Il viaggio andò a gonfie vele, anche se non fu proprio una cavalcata, in quanto occorreva tenere gli occhi aperti per evitare di imbattersi in qualche pattuglia tedesca. Giunto in città si occupò delle faccende da sbrigare e, quando ebbe terminato, si accinse a fare ritorno a Montepastore. Ma gli venne un dubbio: se i tedeschi lo avessero visto arrivare con quella bicicletta quasi nuova, come l’avrebbe messa? Quei testoni - così si diceva - non avrebbero tardato a concludere che l’avesse sottratta al loro deposito, in quanto le migliori le avevano collocate diligentemente da una parte e le avevano bene osservate, in previsione di servirsene loro stessi. Che fare? Tornare a piedi? No, non era la soluzione giusta. E allora? Anche lui, pur così astuto, non riusciva lì per lì a trovare una via d’uscita. Quando…
Gli venne in aiuto un prete di mezza età, che, pure lui in bicicletta, una vecchia bicicletta che sembrava lamentarsi a ogni giro delle ruote come un malato d’asma, stava passando per la medesima strada dove il frate si era fermato per inventarsi una soluzione. Frate Samuele colse l’occasione al volo: «Reverendo!», lo chiamò. Quello, stringendo con tutta forza i freni quasi fuori uso, riuscì ad arrestarsi qualche metro più avanti, chiedendosi il motivo per cui un cappuccino si era rivolto a lui. «Signor arciprete - iniziò frate Samuele -, io sono un povero cappuccino. Mi è stata regalata una bicicletta nuova, che mi vergogno di usare. Non è adatta per me. Sa, noi frati dobbiamo osservare la povertà e l’austerità, e questa non conviene a un povero frate. Le va di barattarla con la sua? Lei mi dà la sua e io le do la mia nuova, più confacente a lei che non a me». Dire che il prete non rimanesse sorpreso della proposta non corrisponderebbe al vero, ma non se la fece ripetere due volte. «Se a lei va bene, a me va ancor meglio!» rispose. Così frate Samuele scambiò la sua bicicletta con quella del prete. Naturalmente questi lo ringraziò, perdendosi anche in tanti inchini, ma frate Samuele se ne infischiava di quei salamelecchi, perché il vantaggio era più suo che dell’altro.

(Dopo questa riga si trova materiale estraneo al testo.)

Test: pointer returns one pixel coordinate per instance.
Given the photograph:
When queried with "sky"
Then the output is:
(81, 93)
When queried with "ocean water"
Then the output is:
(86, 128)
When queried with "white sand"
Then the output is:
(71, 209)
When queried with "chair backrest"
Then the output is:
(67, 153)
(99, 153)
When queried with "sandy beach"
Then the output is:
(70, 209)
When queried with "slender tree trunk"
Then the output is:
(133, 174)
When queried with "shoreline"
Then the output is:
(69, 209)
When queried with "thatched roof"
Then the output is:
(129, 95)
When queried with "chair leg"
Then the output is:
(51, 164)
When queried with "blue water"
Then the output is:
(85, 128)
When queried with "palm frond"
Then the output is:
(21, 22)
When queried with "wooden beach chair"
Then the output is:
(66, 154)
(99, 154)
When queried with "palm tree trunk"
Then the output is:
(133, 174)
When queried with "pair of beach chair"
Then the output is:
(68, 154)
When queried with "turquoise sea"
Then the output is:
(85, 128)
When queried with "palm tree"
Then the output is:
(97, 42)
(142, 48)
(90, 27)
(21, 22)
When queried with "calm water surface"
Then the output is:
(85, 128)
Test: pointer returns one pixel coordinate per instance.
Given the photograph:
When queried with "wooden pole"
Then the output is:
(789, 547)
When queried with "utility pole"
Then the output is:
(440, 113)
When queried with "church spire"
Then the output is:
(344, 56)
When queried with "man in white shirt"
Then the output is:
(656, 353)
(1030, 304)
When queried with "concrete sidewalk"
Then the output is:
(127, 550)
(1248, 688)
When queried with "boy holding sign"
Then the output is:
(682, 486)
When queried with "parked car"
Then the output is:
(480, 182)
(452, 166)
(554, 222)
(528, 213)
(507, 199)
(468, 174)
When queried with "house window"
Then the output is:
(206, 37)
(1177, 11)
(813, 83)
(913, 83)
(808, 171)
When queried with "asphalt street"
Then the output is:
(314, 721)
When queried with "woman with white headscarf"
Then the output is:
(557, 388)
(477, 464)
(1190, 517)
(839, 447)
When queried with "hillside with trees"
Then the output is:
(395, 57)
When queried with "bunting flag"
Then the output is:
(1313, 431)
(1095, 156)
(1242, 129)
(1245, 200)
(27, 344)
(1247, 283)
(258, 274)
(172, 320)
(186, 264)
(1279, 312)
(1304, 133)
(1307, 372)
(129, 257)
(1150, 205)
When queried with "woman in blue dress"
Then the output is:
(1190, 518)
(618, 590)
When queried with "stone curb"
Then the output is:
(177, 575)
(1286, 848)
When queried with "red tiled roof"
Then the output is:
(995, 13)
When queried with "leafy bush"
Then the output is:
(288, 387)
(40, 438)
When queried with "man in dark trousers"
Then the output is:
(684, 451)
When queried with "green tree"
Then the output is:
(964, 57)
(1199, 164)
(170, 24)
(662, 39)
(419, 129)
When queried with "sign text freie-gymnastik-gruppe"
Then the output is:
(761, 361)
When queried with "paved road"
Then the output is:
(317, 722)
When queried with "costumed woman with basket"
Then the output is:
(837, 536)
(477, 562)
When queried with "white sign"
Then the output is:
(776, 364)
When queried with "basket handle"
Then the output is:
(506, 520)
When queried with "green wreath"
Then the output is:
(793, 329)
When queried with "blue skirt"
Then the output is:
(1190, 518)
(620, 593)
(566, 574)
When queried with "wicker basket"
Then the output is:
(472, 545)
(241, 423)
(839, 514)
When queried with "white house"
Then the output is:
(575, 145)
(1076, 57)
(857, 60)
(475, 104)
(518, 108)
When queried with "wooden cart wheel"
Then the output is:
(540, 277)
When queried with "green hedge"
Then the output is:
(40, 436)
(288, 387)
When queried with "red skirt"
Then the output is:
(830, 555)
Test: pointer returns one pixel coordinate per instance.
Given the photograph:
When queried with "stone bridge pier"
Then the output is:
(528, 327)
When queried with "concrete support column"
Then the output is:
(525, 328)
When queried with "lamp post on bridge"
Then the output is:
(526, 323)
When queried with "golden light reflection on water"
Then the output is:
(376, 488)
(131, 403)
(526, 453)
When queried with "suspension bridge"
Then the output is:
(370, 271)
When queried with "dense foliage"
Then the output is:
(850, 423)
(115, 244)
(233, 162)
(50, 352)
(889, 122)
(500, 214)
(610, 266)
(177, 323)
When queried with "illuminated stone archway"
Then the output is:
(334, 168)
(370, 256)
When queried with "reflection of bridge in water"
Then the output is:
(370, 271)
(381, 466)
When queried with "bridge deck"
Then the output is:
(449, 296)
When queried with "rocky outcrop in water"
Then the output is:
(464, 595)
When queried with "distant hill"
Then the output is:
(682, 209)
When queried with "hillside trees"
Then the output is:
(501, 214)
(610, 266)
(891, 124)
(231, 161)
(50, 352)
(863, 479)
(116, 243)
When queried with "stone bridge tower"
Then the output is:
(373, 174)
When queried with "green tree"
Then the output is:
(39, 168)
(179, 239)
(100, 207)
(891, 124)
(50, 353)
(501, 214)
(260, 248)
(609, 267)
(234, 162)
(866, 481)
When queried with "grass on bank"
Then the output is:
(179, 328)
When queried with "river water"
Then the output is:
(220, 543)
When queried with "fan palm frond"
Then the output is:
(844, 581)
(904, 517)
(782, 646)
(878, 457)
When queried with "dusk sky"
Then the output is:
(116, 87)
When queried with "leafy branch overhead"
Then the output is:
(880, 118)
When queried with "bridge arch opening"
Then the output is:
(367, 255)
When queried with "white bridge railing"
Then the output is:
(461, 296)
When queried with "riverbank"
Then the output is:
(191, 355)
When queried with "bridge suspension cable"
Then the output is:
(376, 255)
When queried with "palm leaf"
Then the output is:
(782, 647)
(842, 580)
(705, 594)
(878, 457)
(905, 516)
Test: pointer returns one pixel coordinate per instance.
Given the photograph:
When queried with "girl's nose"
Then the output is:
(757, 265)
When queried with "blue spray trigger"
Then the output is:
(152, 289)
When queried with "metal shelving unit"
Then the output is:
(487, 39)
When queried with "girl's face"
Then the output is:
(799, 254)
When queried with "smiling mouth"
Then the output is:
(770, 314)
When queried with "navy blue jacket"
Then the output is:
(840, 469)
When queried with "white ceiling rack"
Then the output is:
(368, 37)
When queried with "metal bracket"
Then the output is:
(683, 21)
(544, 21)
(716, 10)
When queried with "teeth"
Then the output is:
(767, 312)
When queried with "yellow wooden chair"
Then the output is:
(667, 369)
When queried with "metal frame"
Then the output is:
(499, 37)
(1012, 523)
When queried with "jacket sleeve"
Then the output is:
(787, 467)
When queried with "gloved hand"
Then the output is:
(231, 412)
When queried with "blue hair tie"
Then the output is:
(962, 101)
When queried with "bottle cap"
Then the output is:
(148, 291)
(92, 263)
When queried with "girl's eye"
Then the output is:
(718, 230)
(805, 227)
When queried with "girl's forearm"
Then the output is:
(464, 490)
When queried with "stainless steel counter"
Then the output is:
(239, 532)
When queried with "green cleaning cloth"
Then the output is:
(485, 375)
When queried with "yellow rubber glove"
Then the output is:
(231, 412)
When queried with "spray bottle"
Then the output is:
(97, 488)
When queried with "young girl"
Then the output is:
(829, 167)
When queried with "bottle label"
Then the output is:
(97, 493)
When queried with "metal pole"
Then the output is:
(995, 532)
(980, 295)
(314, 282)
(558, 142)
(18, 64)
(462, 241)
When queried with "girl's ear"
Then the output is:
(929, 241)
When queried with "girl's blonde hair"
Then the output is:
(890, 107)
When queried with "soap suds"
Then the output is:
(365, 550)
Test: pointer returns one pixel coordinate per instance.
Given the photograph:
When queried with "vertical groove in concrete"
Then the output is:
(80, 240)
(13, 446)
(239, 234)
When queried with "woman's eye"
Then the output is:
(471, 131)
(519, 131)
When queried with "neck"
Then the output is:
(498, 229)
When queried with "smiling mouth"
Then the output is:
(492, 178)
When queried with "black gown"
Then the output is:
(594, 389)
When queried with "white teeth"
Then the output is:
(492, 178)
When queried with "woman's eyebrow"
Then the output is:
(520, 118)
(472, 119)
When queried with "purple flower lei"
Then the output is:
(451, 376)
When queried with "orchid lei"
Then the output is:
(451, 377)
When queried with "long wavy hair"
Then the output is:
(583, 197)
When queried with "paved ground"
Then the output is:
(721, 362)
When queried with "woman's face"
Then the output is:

Dopo essersi assicurato che le ruote fossero gonfie e che la catena non corresse il pericolo di uscire dalla sua sede, si rimise in sella e riprese la via del ritorno. I freni erano, sì, andati, ma non vi era di che preoccuparsi, perché la strada era in salita. Pedalare però con quel mezzo, quasi un esemplare da museo, era alquanto faticoso e la velocità non era quella di quando era disceso. Ma frate Samuele non se ne dava pensiero, essendo nel pieno delle sue forze, capaci anche di affrontare un toro furioso.Come Dio volle, fu finalmente in vista delle prime case di Montepastore, ma fu preso dal dubbio che i tedeschi potessero essersi accorti della scomparsa di una bicicletta nuova dalla stalla. Tuttavia si fece coraggio, perché lui la bicicletta nuova non l’aveva più e quella che aveva non era altro che un ferro vecchio. Come era da aspettarsi una pattuglia di soldati gli intimò l’alt!, e gli fu sequestrata sbrigativamente la bicicletta vecchia e malandata. Frate Samuele implorò che gliela lasciassero, in quanto, benché ridotta in modo pietoso, gli serviva per raggiungere le varie chiese e celebrare messa, ma quei militari, che lui immaginò tutti protestanti, furono inflessibili. Non gli fecero però alcuna domanda da dove venisse e lo lasciarono andare in pace. A piedi.
Frate Samuele si allontanò apparentemente con disappunto, ma ridendo dentro di sé, dicendosi che anche questa volta era riuscito a farla in barba ai tedeschi, che si credevano furbi più di tutti. Non di lui però.